Il format è quello del classico talent show con concorrenti che vengono valutati e progressivamente “filtrati” (leggi falciati) dalla giuria di esperti che li elimina nel procedere delle puntate, fino a proclamare un unico vincitore.
E’ un approccio televisivo già visto e rivisto, con le stesse peculiarità abbondantemente sfruttate in una miriade di altri show similari, tutta roba che in genere trovo pesante, spesso stucchevole, con quei ritmi lenti e le odiose finte suspance. In questo caso c’è pure l’elemento del doppiaggio che rende il tutto stranamente artefatto. Però… si parla di fotografia, e lo si fa in un modo abbastanza serio. Quindi, alla fine, lo show si salva.
La puntata che ho visto si lascia guardare, e questo è forse grazie al tentativo di trattare di fotografia in modo non dozzinale ma anzi, sotto alcuni aspetti, quasi professionale. Di sicuro ha il suo peso la presenza di personaggi validi: c’è una giuria autorevole in cui spicca Oliviero Toscani come membro fisso, ed in questa prima puntata c’era pure il membro dell’Agenzia Magnum Alex Webb come “ospite d’onore”; gente seria insomma.
All’inizio i concorrenti ricevono un “assignmemt”, un tema fotografico da svolgere, e se ne vanno in giro per qualche ora a cercare di realizzare la foto da sottoporre alla giuria. Passano poi alla fase di selezione delle immagini ed infine c’è la parte conclusiva in cui la giuria esamina i lavori e decreta chi viene escluso.

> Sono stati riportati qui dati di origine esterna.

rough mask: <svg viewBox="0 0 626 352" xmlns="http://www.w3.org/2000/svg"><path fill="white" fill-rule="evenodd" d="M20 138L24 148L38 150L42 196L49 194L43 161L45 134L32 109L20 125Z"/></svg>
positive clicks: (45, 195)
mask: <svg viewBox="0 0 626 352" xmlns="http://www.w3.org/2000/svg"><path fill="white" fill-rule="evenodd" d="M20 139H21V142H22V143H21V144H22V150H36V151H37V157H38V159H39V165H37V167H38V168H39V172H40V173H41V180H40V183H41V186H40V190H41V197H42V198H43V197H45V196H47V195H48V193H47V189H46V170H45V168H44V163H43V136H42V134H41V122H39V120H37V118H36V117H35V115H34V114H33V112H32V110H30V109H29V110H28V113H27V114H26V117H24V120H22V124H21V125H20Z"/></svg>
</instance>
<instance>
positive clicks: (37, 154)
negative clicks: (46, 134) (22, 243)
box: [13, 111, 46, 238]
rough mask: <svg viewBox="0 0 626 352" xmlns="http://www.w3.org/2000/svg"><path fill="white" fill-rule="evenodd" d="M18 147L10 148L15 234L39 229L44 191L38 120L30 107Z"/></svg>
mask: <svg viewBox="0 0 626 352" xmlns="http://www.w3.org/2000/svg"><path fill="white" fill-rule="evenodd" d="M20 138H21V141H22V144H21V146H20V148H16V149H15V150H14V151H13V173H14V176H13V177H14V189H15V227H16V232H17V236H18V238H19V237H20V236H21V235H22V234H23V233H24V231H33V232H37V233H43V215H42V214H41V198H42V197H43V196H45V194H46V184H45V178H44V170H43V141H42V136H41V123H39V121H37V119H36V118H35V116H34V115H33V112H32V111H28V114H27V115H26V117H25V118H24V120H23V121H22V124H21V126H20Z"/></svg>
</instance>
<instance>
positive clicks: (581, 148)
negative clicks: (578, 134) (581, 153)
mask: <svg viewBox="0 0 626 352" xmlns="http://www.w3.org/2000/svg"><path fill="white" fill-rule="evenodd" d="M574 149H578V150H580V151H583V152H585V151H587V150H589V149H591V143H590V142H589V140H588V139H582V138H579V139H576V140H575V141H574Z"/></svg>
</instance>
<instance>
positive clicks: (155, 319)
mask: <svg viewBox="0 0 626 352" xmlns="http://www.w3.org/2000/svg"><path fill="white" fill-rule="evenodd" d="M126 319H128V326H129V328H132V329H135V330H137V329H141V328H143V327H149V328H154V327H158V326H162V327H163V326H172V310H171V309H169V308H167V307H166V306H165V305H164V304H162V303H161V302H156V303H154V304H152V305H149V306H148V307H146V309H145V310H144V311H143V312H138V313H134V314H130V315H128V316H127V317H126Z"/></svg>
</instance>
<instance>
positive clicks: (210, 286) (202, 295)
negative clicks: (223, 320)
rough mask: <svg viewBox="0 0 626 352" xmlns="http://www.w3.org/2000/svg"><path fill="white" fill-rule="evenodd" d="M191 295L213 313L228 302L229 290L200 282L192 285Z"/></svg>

Devo dire che mi sono piuttosto piaciuti alcuni scatti realizzati dai concorrenti, ma anche il modo in cui si sono posti di fronte all’assignment e come hanno cercato di affrontarlo. Ho trovato poi interessante lo svolgimento all’esterno (per altro documentato con un certo stile, anche fotografico) e le fasi successive, compresa quella con le considerazioni della giuria sul valore degli scatti selezionati.
Insomma, penso che giovedì prossimo seguirò la seconda puntata di Master of Photography.